With the exception of the drip loss, the titratable acids, and the TSS/TA ratio, post-harvest procedures had only a marginal impact on the physicochemical properties of fresh-cut pineapples. By contrast, processing fully ripe pineapples resulted in lower total plate as well as yeast and mould counts compared to samples from green-ripe fruit stored for 14 days prior to processing. Consequently, processing fully ripe pineapples immediately after harvest may be recommended for fresh-cut processors targeting the premium market rather than using sea-freighted fruit. Moreover, HS-SPME–GC–MS analysis of volatiles allowed the unambiguous distinction between fresh-cut products obtained from fruit harvested at full maturity and green-ripe pineapples stored for 14 days mimicking their sea freight export.

In most instances, elevated concentrations of volatiles were found among the products from fully ripe pineapples. With progressing storage duration, additional volatiles deriving from fermentative metabolic pathways, i.e., diverse alcohols and ethyl esters, were generated.

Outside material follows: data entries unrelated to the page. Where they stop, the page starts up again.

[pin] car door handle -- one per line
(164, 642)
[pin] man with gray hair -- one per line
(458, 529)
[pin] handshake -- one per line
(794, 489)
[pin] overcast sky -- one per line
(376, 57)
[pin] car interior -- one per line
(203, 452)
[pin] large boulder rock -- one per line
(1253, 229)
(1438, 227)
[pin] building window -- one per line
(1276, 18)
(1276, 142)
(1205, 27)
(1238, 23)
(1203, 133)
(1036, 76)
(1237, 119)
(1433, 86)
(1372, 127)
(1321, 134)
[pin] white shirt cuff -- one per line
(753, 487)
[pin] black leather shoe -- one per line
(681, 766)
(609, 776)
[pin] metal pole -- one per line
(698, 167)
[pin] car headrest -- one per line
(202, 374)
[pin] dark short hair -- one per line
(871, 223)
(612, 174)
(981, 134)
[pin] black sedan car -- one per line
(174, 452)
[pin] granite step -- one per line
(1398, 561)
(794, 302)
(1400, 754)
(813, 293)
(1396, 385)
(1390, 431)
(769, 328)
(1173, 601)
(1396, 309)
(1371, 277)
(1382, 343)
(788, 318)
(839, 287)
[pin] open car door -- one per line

Concluding, in particular the factors determining the sensory properties, i.e., TSS/TA and the aroma-determining volatiles were the most distinctive traits to discriminate air-freighted fresh-cut pineapples from the produce obtained from sea-freighted fruit. Hence, air-freighted fresh-cut produce may be recommended for consumers that desire to experience the unique aroma quality of fully ripe pineapples. The differing composition of volatiles indicates distinct sensory properties of the two fresh-cut categories assessed that may be subject of ongoing research.